Not everyone was optimistic the buoyant mood would last noting, for instance, that global coronavirus infections now top 350,000 with scores of countries in lockdown. China too posted a rise in new infections brought in from abroad.
“Markets are continuing to bounce up on the latest policy announcements and then sliding back down as the economic reality of the situation re-emerges,” Deutsche Bank strategist Jim Reid said.
Still, the plan calmed nerves in bond markets, where yields on two-year Treasuries hit their lowest since 2013. Ten-year yields were at 0.8339 percent, from last week’s peak of 1.28 percent.

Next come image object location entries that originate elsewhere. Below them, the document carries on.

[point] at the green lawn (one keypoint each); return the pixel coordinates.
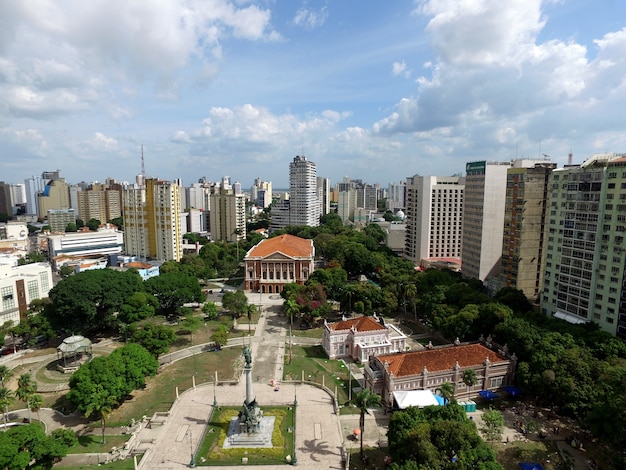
(92, 443)
(211, 451)
(313, 362)
(126, 464)
(160, 391)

Yields inched higher on Tuesday as equities rallied.
Oil jumps 5% to over $28
Oil jumped 5 percent on Tuesday to above $28 a barrel, supported by steps by the US Federal Reserve to bolster the economy and hopes the United States will soon reach a deal on a $2 trillion coronavirus aid package.
The Fed on Monday rolled out an array of programmes including backing for the first time corporate bond purchases. US Treasury Secretary Steven Mnuchin voiced confidence that a deal on the aid package would be reached soon.
Brent crude was up by $1.44 a barrel, or 5.3 percent, to $28.47. The global benchmark fell to $24.52 on Wednesday, its lowest level since 2003.
US West Texas Intermediate gained $1.26, or 5.4 percent, to $24.62.
“Oil is clawing its way higher, mainly on the back of the weaker dollar that stemmed from the Fed’s unprecedented measures,” said Edward Moya, senior market analyst at broker OANDA.
The expected stimulus pushed the U.S. dollar lower against other currencies .DXY. A weaker dollar tends to support the price of oil and other dollar-denominated commodities.